Эпоха героев - Нира Страусс
— Значит, он в порядке? — Коад поднялся на ноги при поддержке Сорчи. — Он в сознании?
— Да, это всё ещё Мэддокс.
Его морда медленно приблизилась ко мне. В наших снах я уже касалась его шершавой чешуи — она была тёплой. Хотелось верить, что наяву он меня не обожжёт.
Я осторожно коснулась пальцами края его верхней губы. Жёсткая, горячая, пульсирующая поверхность.
— Ничего себе… — прошептала я.
И вдруг — пустота. Взрыв, пропахший углём, и дракон исчез.
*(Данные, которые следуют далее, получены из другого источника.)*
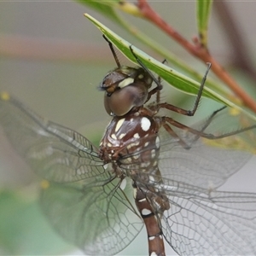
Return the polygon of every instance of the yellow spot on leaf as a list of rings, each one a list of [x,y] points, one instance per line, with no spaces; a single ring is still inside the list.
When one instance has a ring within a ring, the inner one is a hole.
[[[233,115],[233,116],[236,116],[236,115],[238,115],[241,113],[240,110],[238,110],[237,108],[230,108],[229,112],[230,112],[230,114]]]

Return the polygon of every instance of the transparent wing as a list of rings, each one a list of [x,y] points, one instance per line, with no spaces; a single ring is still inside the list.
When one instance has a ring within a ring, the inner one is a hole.
[[[177,142],[165,143],[160,148],[159,168],[163,177],[216,189],[241,169],[252,154],[237,149],[225,149],[206,145],[202,139],[185,149]]]
[[[49,183],[42,190],[43,211],[55,229],[89,255],[113,255],[123,250],[143,224],[116,182],[98,186]],[[131,190],[129,190],[129,189]]]
[[[166,182],[166,181],[165,181]],[[166,240],[180,255],[254,255],[256,194],[201,190],[179,183],[168,190],[160,218]]]
[[[130,202],[131,183],[119,189],[112,166],[85,137],[14,98],[0,98],[0,125],[32,169],[50,181],[44,183],[41,205],[62,236],[95,255],[115,254],[137,236],[143,222]]]
[[[226,122],[224,120],[226,120]],[[194,128],[201,131],[207,122],[207,119]],[[253,125],[255,126],[255,124],[245,124],[248,126]],[[228,109],[224,109],[211,119],[211,123],[204,131],[218,136],[236,131],[234,127],[236,130],[242,128],[238,118],[229,115]],[[172,181],[207,189],[214,189],[224,183],[232,174],[240,170],[252,157],[252,154],[247,152],[246,148],[236,148],[233,143],[234,141],[238,142],[239,145],[241,142],[244,143],[247,133],[253,133],[253,131],[255,132],[255,128],[230,137],[209,140],[201,137],[197,138],[193,133],[182,129],[175,130],[178,136],[178,138],[177,138],[172,137],[161,128],[159,133],[160,141],[159,169],[161,176]],[[256,137],[254,137],[253,139],[256,144]],[[148,137],[148,140],[150,140],[150,137]],[[179,140],[184,142],[189,146],[189,148],[185,148]],[[251,137],[250,141],[253,142]],[[231,143],[230,147],[228,147],[228,143]],[[154,144],[152,149],[155,149]],[[139,151],[133,152],[123,156],[119,160],[121,167],[131,172],[137,170],[139,172],[141,169],[140,161],[135,162],[133,159],[139,158],[141,153]]]
[[[13,147],[44,178],[73,182],[99,178],[105,172],[89,140],[39,117],[14,98],[0,100],[0,124]]]

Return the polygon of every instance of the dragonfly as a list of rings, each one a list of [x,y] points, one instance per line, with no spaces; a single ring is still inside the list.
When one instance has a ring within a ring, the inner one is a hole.
[[[255,132],[255,124],[225,132],[235,119],[225,107],[192,127],[161,115],[195,114],[210,65],[186,110],[160,102],[161,80],[132,45],[135,67],[121,66],[107,41],[117,67],[100,84],[112,120],[99,147],[0,95],[0,125],[42,177],[40,204],[54,229],[89,255],[118,253],[143,226],[151,256],[166,255],[164,240],[179,255],[255,254],[256,194],[218,189],[252,154],[212,143]]]

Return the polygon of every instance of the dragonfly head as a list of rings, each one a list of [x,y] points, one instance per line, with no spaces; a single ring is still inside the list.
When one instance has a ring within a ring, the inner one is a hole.
[[[119,67],[109,72],[100,84],[105,90],[104,105],[110,115],[123,116],[148,100],[153,79],[142,67]]]

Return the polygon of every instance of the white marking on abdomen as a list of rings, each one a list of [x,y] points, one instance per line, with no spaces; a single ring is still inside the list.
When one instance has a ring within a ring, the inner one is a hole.
[[[149,130],[150,128],[150,125],[151,125],[151,122],[148,119],[147,119],[146,117],[143,117],[142,118],[142,121],[141,121],[141,126],[142,126],[142,129],[144,131],[147,131]]]
[[[148,209],[146,209],[146,208],[143,209],[143,211],[142,211],[142,214],[143,216],[147,216],[147,215],[149,215],[151,213],[152,213],[152,212],[150,210],[148,210]]]

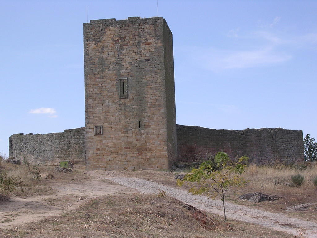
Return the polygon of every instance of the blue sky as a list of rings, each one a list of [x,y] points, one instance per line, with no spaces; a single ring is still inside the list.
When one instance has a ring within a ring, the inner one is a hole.
[[[3,1],[0,151],[16,133],[84,126],[82,23],[165,18],[177,121],[317,137],[317,1]]]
Мэддокс пошатнулся посреди площади — растерянный и совершенно нагой.
Несколько детей прыснули со смеху, а их родители поспешили прикрыть им глаза.
***
Мэддокс провёл добрую часть той ночи, упражняясь в превращении за пределами Дагарта. Он не хотел, чтобы это снова застало его врасплох — или произошло в каком-нибудь тесном помещении.
Слух о том, что настоящий дракон, подобный Ширру и его Девятерым детям, живёт здесь, быстро разнёсся. Что это именно тот, кто пришёл извне, вместе с напарницей с божественной кровью и фиолетовыми глазами.
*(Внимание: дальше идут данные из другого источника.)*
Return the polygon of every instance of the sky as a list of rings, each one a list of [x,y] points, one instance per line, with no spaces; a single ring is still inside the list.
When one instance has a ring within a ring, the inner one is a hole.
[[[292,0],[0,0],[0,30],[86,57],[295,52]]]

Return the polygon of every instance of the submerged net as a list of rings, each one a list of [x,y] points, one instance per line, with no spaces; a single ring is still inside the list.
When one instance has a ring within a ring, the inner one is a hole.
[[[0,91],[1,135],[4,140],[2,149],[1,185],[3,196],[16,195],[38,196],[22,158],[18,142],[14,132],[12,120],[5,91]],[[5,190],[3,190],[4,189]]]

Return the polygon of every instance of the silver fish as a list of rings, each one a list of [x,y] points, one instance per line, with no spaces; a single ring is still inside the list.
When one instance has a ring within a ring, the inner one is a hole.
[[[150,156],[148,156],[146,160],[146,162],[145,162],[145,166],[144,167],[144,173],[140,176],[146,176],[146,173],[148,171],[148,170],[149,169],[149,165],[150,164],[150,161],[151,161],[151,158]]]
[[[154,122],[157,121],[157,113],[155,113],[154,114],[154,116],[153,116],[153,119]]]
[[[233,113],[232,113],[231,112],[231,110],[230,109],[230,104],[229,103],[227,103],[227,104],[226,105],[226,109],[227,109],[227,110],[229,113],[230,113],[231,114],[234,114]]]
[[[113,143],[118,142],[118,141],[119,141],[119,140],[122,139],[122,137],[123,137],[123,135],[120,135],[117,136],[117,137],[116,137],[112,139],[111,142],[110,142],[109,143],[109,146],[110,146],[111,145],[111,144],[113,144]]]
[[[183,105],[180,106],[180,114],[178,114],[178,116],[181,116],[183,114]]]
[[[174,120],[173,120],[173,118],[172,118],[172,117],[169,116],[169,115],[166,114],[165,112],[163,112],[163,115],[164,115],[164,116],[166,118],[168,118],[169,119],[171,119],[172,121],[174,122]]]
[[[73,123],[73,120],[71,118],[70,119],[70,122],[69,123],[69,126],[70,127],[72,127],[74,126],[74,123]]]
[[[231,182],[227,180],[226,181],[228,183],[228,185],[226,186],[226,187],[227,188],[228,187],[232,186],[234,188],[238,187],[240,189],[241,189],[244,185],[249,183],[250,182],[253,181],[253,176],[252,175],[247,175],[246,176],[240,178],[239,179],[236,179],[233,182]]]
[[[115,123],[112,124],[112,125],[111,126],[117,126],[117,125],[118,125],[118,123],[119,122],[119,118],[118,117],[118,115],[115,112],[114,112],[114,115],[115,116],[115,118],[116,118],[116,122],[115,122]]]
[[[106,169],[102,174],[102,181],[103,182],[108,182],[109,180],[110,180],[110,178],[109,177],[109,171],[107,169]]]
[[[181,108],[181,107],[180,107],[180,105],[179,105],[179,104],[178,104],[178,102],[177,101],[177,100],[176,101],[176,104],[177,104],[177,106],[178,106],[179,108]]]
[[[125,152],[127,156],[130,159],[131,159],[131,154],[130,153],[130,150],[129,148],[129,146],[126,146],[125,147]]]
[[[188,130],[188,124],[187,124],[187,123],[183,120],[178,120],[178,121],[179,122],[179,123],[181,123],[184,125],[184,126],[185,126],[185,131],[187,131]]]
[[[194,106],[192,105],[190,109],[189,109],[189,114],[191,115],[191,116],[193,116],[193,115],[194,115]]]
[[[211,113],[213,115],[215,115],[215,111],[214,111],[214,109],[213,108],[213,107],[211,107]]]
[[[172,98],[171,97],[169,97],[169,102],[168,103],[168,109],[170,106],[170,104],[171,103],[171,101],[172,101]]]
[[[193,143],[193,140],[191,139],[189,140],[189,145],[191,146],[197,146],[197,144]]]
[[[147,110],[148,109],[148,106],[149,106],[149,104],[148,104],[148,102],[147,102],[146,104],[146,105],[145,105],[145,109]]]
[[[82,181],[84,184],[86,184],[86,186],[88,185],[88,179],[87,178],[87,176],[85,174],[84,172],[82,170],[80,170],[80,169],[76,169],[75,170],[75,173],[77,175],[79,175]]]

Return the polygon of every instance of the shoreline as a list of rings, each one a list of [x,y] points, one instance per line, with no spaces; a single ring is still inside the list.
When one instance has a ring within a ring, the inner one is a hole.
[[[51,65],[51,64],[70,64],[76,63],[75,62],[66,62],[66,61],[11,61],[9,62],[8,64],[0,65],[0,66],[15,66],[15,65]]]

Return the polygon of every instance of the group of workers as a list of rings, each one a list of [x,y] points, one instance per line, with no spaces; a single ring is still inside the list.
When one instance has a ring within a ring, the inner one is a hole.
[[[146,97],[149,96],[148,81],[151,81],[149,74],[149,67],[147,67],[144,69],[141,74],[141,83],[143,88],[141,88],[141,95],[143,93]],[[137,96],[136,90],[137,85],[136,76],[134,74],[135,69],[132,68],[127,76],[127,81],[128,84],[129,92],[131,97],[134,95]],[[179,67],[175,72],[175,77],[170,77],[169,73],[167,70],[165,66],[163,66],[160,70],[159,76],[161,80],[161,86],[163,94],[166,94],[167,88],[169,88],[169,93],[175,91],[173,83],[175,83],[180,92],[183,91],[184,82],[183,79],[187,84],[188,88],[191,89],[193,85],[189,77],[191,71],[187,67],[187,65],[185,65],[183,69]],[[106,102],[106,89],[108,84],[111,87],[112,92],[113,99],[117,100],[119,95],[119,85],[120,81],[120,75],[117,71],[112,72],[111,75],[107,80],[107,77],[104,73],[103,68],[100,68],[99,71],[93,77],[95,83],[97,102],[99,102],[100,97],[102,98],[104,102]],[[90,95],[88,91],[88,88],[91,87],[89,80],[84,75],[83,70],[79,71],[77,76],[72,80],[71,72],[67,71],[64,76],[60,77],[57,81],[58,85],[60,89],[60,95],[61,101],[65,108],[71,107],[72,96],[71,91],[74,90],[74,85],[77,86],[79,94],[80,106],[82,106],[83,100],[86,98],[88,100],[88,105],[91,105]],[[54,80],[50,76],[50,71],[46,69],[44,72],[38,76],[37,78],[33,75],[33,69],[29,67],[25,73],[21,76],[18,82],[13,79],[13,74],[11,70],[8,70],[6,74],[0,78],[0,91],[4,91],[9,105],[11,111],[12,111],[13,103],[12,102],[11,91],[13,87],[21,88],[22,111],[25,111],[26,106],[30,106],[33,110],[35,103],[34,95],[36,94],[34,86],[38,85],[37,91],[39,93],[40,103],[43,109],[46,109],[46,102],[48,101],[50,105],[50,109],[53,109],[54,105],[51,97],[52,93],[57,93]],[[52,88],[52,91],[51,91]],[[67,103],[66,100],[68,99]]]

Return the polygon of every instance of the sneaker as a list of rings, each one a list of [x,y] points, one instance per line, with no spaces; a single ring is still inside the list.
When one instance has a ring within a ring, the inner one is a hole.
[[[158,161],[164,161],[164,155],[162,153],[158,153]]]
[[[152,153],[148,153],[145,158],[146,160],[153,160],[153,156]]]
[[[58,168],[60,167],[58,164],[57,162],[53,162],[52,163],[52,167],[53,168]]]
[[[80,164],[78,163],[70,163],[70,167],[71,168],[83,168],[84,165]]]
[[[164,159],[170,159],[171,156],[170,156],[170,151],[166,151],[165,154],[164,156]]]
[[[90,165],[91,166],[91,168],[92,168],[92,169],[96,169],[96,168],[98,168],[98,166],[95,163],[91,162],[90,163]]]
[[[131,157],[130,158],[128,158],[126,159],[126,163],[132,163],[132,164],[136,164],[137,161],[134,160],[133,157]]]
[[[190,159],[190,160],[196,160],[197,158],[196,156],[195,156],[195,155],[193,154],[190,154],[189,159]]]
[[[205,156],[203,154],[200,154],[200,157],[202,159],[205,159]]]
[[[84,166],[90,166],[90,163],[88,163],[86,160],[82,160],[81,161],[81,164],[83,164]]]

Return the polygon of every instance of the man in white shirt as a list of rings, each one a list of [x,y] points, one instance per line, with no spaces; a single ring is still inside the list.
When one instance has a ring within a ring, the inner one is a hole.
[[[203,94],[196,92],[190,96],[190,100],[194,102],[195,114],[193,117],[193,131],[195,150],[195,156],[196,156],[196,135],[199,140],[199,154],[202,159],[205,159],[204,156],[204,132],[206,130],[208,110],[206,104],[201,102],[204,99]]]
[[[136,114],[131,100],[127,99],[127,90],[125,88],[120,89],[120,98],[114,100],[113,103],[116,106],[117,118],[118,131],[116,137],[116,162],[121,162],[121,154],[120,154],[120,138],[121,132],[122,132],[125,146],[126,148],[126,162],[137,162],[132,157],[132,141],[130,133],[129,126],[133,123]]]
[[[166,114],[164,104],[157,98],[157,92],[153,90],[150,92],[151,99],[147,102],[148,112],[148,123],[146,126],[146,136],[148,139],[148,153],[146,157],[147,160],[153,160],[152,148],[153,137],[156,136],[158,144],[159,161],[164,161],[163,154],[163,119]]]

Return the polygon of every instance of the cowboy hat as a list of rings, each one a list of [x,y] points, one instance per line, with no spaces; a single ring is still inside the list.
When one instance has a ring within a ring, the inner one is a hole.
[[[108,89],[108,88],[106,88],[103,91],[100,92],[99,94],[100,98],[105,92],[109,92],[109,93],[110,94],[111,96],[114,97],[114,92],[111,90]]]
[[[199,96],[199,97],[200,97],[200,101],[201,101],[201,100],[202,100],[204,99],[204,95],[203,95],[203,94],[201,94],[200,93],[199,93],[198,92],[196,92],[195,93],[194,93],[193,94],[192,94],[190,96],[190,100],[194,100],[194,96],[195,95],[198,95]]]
Если в чём драконы не растеряли ничего за эти столетия, так это в почитании своего единственного короля и создателя. Я видела десятки статуй Ширра и Девятерых на острове. Их считали божествами, как и Триаду.
И многие начинали смотреть на Мэддокса именно так. Разве что не тогда, когда надрывались от смеха, наблюдая за его неудачными попытками подняться в воздух.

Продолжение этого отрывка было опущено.